Quanto ao que é afirmado, basta conferir a seguinte passagem de CELSO ANTONIO BANDEIRA DE MELLO:
“É, pois, à lei, e não ao regulamento, que compete indicar as condições de aquisição ou restrição de direito. Ao regulamento só pode assistir, à vista das condições preestabelecidas, a especificação ... . E esta especificação tem que se conter no interior do conteúdo significativo das palavras legais enunciadoras do teor do direito ... e do teor das condições a serem preenchidas ...” (Curso de Direito Administrativo, 18a ed., p. 327).
Em igual sentido é a lição de MARIA SYLVIA ZANELLA DI PIETRO, quando menciona que “o ato normativo não pode contrariar a lei, nem criar direitos, ou reduzi-los, impor obrigações, proibições, penalidades ... sob pena de ofensa ao princípio da legalidade” (Direito Administrativo, 15a ed., p. 90).
Ou seja, a redução do número de doenças crônicas feita pelo decreto do Executivo importou e importa em afronta ao comando legal, não possuindo, por tal razão, eficácia.
Continua a prevalecer o comando aberto da lei: toda e qualquer doença crônica poderá viabilizar o “passe livre”, desde que por força desta situação o doente crônico tenha necessidade de deslocamento constante para realização de tratamento médico.
Por conseguinte, para que seja conferido o direito aqui postulado, deverá ser demonstrado três elementos: doença crônica; tratamento continuado e necessidade de deslocamento constante para efetivação deste tratamento.
Demonstrada a presença destes três elementos, passa o portador de doença crônica a ter direito ao “passe livre”.
É o que se dá no presente caso.
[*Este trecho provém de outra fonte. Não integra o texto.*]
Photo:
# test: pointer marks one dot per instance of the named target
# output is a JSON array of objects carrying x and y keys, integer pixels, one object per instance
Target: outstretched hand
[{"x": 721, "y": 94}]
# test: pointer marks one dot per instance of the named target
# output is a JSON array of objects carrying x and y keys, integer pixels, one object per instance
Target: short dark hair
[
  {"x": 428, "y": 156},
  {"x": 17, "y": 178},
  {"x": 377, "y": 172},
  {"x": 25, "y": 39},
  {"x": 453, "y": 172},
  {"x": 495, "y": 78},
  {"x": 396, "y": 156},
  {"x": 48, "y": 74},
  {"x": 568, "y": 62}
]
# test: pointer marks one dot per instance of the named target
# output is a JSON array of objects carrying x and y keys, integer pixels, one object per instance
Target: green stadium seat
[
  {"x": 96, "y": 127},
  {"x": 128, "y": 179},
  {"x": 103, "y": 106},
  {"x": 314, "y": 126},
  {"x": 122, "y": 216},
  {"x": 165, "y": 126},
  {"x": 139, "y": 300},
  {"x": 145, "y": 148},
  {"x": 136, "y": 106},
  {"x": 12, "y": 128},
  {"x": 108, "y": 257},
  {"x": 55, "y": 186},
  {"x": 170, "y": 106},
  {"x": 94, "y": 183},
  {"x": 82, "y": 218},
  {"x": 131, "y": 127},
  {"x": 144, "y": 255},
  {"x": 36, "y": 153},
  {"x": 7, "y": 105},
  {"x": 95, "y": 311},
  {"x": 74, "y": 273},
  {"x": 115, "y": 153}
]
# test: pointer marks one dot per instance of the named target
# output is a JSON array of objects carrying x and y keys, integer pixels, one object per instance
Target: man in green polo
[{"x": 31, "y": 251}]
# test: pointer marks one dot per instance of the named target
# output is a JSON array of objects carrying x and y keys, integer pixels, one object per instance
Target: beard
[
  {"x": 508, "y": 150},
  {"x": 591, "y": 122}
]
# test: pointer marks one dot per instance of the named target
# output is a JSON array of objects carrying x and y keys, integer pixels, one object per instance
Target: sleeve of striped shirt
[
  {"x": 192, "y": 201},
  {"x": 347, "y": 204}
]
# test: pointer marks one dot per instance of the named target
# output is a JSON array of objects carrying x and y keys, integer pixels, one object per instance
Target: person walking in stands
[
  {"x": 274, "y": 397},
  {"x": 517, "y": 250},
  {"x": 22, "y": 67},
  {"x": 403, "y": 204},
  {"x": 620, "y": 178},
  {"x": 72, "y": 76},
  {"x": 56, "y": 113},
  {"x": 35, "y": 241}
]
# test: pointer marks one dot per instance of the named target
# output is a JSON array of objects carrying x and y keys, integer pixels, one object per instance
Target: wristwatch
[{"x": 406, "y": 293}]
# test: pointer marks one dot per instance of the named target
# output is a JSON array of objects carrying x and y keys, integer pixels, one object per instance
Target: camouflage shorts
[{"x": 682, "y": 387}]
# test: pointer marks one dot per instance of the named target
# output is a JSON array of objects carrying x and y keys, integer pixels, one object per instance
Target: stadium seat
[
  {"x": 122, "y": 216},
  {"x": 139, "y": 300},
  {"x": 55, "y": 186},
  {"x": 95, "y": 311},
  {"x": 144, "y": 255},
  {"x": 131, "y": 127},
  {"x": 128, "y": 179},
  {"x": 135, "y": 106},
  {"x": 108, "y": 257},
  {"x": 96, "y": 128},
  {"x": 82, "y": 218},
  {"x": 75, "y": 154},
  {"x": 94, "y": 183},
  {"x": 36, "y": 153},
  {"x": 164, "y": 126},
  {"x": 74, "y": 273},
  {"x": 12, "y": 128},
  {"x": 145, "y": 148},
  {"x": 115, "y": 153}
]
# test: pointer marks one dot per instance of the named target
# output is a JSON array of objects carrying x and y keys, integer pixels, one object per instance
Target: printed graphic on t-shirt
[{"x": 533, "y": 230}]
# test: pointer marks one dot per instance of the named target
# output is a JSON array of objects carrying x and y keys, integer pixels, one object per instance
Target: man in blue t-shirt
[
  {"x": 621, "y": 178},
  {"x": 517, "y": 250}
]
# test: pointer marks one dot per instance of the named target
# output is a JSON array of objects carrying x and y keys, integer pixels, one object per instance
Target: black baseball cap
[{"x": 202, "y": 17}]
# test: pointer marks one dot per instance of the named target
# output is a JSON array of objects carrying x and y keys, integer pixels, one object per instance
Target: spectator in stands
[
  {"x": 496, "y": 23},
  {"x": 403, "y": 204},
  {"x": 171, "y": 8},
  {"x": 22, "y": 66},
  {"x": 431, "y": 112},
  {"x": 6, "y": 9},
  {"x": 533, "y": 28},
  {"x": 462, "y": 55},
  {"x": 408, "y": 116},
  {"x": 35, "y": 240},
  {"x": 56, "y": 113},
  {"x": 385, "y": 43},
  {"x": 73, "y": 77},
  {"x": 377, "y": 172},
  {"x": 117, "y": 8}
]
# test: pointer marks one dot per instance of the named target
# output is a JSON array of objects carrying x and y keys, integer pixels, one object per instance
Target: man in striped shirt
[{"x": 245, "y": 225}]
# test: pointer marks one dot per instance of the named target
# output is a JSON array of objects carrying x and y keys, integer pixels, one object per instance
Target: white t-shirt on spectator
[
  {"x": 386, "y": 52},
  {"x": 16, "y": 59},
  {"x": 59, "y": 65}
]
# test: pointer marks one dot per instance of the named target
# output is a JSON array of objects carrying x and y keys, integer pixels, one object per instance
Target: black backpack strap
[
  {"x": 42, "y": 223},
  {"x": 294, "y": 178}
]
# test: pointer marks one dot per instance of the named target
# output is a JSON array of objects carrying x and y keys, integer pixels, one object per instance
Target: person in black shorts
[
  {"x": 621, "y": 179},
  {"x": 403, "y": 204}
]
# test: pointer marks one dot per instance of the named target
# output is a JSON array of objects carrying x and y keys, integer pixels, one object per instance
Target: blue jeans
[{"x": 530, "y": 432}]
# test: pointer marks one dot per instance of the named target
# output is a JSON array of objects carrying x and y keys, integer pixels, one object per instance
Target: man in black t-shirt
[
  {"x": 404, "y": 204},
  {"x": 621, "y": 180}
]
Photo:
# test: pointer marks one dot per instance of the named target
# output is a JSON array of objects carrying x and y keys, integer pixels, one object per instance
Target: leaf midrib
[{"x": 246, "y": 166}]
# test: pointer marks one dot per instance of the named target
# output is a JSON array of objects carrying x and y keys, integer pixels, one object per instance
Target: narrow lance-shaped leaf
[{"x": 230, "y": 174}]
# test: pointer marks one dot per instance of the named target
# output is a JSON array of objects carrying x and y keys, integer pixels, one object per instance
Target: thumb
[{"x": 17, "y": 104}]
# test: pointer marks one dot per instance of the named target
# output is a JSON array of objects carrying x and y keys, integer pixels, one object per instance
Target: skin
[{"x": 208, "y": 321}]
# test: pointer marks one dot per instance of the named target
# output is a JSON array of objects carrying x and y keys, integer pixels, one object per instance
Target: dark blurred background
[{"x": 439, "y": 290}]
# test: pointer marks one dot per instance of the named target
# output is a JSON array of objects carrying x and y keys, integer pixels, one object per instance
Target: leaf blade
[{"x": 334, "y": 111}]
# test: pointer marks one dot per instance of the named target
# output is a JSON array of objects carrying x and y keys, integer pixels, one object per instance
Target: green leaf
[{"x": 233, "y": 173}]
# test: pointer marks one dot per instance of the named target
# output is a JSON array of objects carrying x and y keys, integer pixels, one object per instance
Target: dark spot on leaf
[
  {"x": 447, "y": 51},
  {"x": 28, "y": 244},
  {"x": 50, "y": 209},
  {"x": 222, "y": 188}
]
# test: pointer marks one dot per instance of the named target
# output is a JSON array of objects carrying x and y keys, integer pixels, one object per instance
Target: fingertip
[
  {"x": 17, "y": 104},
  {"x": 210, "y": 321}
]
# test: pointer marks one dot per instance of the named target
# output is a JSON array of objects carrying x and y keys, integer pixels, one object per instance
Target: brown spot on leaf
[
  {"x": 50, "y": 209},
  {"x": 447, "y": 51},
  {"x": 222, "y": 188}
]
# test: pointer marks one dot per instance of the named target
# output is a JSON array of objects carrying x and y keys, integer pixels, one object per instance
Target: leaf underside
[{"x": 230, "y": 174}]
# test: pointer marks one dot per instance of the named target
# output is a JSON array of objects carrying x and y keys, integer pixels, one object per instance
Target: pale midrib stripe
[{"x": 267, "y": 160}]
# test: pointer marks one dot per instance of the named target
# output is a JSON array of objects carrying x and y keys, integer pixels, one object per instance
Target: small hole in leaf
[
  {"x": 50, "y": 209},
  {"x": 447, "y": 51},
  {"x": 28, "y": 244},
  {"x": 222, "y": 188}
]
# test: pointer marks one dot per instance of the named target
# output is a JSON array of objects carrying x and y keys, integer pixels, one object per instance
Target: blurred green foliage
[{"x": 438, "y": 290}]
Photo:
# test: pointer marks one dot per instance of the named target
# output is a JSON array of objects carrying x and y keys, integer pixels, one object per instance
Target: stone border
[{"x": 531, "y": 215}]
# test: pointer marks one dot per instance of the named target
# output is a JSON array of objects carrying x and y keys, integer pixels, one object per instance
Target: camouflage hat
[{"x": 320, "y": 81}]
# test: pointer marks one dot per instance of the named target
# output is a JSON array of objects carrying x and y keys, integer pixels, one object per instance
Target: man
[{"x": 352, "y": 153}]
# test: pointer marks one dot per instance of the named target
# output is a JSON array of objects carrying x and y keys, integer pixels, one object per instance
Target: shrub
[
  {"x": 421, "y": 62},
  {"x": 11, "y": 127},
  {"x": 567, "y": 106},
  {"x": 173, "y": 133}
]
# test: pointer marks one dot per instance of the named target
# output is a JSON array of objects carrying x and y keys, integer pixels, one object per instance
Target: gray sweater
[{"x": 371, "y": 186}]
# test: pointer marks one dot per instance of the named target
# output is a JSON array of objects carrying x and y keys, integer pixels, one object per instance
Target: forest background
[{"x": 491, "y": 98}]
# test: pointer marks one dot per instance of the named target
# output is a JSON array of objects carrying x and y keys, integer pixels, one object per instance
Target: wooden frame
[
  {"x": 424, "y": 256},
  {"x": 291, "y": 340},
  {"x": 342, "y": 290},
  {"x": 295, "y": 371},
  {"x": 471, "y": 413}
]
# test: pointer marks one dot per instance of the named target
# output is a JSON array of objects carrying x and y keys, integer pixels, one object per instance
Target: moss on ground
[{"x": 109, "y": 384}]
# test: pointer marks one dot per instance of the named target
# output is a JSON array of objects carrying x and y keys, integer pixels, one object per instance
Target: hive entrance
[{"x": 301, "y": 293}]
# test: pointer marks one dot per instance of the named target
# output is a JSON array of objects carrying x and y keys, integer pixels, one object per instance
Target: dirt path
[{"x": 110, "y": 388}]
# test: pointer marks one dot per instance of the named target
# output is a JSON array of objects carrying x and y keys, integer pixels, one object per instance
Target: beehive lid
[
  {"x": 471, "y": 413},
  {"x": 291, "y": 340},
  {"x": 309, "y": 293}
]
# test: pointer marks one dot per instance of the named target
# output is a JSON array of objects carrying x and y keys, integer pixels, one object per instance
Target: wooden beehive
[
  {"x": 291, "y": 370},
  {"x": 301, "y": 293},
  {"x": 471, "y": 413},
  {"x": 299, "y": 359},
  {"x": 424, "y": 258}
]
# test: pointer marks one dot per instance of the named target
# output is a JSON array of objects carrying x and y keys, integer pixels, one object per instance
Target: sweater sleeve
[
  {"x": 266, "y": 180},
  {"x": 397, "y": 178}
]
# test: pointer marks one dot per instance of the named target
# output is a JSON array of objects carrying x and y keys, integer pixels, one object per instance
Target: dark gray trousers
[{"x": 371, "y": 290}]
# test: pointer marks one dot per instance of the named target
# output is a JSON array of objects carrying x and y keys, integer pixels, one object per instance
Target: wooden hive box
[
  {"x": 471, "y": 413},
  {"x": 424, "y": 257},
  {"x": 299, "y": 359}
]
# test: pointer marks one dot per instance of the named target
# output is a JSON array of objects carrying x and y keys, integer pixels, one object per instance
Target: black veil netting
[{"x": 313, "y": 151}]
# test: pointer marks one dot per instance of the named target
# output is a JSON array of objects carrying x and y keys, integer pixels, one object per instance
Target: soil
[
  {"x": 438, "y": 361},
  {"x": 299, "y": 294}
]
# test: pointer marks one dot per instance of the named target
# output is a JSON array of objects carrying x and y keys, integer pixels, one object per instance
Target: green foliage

A parte autora comprovou os três requisitos mencionados, bastando a tanto a checagem dos documentos juntos às fls. .............
III
Ante o exposto, JULGO PROCEDENTE o pedido, para determinar que os réus habilitem a parte autora a utilização gratuita do transporte público no âmbito do Município do Rio de Janeiro.
Imponho aos réus os ônus sucumbenciais, fixando os honorários advocatícios em R$ 800,00 (quatrocentos reais).
P.R.I..
Rio de Janeiro, em 18 de abril de 2012.